ABSTRACT
Tumors are complex assemblies of cellular and acellular structures patterned on spatial scales from microns to centimeters. Study of these assemblies has advanced dramatically with the introduction of high-plex spatial profiling. Image-based profiling methods reveal the intensities and spatial distributions of 20-100 proteins at subcellular resolution in 103–107 cells per specimen. Despite extensive work on methods for extracting single-cell data from these images, all tissue images contain artefacts such as folds, debris, antibody aggregates, optical aberrations and image processing errors that arise from imperfections in specimen preparation, data acquisition, image assembly, and feature extraction. We show that these artefacts dramatically impact single-cell data analysis, obscuring meaningful biological interpretation. We describe an interactive quality control software tool, CyLinter, that identifies and removes data associated with imaging artefacts. CyLinter greatly improves single-cell analysis, especially for archival specimens sectioned many years prior to data collection, such as those from clinical trials.
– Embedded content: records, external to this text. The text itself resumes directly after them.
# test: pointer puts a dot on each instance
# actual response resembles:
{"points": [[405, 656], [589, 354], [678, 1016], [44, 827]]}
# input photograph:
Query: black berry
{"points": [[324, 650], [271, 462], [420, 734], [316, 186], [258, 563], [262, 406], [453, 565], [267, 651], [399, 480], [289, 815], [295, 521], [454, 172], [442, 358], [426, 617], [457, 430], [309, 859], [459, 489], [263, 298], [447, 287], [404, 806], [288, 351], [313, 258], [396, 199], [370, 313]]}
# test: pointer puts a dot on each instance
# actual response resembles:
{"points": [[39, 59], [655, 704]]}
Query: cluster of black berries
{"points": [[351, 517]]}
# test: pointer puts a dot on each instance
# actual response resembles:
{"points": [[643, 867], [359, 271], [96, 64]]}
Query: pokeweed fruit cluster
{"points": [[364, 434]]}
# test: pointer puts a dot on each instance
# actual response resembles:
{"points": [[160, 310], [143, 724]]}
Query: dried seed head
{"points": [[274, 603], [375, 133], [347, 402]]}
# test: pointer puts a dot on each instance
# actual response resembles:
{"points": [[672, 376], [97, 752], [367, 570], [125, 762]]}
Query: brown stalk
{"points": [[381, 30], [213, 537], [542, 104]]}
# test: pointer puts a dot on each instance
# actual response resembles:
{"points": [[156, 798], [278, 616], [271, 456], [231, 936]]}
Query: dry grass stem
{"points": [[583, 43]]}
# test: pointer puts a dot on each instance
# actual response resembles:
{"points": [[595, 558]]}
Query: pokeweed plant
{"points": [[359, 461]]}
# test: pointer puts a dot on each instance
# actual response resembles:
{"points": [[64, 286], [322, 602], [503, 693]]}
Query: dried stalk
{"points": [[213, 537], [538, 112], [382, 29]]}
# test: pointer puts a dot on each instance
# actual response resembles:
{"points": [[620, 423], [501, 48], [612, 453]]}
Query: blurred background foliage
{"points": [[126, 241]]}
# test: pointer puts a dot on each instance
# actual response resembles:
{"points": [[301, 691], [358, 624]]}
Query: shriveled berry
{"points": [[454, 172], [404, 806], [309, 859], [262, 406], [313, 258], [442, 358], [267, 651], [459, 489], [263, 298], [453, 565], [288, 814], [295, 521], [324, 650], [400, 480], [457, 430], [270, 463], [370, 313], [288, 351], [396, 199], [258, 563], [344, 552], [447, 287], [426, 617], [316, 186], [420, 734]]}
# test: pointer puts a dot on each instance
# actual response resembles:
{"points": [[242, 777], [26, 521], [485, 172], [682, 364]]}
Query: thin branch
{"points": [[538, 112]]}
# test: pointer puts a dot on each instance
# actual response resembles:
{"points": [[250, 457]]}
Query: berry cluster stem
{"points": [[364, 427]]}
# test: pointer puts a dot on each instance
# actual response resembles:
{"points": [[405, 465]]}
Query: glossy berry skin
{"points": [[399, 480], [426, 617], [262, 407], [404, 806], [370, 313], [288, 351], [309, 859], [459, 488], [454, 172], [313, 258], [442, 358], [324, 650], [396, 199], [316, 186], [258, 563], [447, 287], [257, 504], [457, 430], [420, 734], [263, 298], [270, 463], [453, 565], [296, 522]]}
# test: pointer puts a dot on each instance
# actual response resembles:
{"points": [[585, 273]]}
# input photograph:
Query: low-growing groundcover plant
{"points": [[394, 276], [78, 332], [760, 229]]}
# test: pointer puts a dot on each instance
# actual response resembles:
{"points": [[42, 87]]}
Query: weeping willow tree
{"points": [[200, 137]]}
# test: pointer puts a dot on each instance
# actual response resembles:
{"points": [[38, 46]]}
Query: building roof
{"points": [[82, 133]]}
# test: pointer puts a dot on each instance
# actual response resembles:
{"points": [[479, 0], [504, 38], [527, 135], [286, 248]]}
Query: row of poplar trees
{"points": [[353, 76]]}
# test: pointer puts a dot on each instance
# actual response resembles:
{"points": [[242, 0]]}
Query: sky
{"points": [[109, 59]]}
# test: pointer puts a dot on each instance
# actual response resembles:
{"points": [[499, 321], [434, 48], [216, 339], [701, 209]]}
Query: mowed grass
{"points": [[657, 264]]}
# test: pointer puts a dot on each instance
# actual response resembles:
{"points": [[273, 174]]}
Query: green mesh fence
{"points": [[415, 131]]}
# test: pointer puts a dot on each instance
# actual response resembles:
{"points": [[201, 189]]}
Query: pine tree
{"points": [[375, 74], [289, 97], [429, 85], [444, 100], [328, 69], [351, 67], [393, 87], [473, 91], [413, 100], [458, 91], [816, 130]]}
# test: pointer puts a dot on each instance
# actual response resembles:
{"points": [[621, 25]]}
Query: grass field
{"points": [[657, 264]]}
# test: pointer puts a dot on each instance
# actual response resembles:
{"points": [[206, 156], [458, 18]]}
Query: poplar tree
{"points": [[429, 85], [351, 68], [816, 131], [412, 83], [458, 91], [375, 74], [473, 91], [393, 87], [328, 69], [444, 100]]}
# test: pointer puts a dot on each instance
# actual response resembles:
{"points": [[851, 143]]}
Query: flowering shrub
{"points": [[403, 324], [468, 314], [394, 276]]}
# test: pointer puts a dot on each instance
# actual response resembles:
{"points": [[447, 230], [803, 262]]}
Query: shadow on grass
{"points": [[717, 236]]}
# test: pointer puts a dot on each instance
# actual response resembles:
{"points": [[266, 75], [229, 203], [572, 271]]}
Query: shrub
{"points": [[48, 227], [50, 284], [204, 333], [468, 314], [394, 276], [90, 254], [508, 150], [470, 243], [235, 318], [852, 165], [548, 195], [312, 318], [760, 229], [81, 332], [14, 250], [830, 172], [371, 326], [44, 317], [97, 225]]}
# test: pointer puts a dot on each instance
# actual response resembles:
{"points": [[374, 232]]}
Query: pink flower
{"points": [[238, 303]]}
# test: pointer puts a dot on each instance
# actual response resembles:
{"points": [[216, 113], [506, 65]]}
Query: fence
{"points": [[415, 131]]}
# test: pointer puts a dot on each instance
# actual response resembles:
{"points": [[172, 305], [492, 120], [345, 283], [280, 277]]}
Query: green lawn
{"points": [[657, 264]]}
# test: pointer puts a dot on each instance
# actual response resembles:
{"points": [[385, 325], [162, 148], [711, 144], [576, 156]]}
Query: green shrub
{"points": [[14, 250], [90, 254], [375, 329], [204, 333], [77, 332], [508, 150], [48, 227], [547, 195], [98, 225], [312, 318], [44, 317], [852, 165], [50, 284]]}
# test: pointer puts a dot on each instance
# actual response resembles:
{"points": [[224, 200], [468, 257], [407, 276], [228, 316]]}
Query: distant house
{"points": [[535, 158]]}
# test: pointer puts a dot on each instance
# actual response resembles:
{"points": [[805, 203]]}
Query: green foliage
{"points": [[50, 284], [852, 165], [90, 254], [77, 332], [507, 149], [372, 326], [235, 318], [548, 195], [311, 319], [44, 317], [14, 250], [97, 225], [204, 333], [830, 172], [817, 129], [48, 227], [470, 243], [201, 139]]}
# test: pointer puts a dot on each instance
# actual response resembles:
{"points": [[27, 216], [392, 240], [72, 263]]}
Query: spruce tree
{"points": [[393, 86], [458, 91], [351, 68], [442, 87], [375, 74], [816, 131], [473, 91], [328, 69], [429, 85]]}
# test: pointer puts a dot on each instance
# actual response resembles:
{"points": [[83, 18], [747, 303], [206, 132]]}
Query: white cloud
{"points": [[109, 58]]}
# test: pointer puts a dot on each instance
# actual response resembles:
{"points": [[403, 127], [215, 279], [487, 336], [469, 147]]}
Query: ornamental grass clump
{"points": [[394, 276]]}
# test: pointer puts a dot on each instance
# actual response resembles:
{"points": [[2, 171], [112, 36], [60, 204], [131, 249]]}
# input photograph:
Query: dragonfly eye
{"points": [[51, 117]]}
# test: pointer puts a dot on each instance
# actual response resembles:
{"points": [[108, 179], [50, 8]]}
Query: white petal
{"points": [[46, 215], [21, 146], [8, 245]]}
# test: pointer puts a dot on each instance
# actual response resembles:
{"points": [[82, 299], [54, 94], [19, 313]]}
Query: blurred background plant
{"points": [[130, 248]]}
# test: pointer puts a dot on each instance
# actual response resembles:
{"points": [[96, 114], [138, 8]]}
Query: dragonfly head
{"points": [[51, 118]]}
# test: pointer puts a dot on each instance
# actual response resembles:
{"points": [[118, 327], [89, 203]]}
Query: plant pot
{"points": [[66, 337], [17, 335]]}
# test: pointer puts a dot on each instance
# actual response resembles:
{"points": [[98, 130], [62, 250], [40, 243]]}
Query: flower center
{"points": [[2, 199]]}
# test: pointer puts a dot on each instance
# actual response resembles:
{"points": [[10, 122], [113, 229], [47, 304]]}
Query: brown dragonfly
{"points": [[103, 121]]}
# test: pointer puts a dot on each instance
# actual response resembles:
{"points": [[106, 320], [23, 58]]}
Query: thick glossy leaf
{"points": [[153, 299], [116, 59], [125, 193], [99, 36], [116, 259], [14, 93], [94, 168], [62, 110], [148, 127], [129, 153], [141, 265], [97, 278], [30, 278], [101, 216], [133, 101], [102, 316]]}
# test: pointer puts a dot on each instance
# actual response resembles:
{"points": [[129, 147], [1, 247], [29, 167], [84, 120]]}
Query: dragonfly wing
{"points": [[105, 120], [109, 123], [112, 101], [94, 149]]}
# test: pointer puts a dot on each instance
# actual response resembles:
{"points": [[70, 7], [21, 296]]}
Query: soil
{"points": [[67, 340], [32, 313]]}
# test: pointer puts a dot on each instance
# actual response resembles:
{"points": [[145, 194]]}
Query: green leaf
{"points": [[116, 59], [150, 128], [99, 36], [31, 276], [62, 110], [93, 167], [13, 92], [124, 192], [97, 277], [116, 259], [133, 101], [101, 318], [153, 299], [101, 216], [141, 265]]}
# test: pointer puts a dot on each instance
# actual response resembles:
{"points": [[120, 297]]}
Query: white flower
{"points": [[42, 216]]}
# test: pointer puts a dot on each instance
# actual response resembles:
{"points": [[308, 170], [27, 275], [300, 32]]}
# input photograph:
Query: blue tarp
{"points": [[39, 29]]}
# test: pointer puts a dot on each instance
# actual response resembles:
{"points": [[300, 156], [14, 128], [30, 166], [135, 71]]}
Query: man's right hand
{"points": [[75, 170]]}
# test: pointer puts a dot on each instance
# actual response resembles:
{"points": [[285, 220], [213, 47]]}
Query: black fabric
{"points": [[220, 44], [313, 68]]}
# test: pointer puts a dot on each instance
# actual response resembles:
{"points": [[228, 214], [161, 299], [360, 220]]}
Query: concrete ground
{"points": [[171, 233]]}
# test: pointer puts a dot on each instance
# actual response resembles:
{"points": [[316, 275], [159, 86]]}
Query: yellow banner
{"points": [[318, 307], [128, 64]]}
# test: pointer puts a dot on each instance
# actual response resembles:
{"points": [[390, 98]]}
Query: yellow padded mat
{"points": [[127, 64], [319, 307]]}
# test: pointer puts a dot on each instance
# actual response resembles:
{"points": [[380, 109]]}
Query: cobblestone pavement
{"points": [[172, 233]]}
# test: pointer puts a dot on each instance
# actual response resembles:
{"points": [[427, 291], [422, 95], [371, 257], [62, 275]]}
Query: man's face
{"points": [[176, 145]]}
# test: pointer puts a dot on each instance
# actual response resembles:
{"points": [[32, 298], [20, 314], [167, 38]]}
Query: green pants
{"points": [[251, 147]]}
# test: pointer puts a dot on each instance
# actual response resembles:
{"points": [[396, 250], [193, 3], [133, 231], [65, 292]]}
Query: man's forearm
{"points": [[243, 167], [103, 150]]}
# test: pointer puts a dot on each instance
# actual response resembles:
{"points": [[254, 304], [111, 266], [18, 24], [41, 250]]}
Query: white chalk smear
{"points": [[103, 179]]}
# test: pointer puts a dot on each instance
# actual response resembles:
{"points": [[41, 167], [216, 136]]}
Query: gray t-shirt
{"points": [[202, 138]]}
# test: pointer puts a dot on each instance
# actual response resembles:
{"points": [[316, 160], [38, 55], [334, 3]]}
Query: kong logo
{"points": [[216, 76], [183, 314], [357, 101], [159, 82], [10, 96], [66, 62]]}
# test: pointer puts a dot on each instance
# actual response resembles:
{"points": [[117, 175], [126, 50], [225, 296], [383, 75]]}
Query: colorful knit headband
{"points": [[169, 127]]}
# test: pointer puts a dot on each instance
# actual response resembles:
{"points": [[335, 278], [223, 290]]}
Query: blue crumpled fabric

Competing Interest Statement
P.K.S. is a cofounder and member of the Board of Directors of Glencoe Software, a member of the Board of Directors for Applied Biomath and a member of the Scientific Advisory Board for RareCyte, NanoString and Montai Health; he holds equity in Glencoe and RareCyte. P.K.S. is a consultant for Merck. PKS declares that none of these relationships have influenced the content of this manuscript. E. A. M. reports compensated service on Scientific Advisory Boards for Astra Zeneca, BioNTech and Merck; uncompensated service on Steering Committees for Bristol Myers Squibb and Roche/Genentech; speakers' honoraria and travel support from Merck Sharp & Dohme; and institutional research support from Roche/Genentech (via an SU2C grant) and Gilead. She also reports research funding from Susan Komen for the Cure for which she serves as a Scientific Advisor, and uncompensated participation as a member of the American Society of Clinical Oncology Board of Directors. J. L. G. serves or has previously served on advisory boards and/or as a scientific advisory board member for Array BioPharma/Pfizer, AstraZeneca, BD Biosciences, Carisma, Codagenix, Duke Street Bio, GlaxoSmithKline, Kowa, Kymera, OncoOne and Verseau Therapeutics, and has research grants from Array BioPharma/Pfizer, Duke Street Bio, Eli Lilly, GlaxoSmithKline and Merck. The other authors declare no competing interests.
Footnotes
This version reflects substantial textual and figure edits prompted by peer-review. These include additional data analysis, a description of a deep-learning model for automated artifact detection, and multiple associated modifications to the CyLinter codebase, project website, and supporting Wiki page. We believe that these revisions substantially improve the content, readability, and potential impact of our manuscript.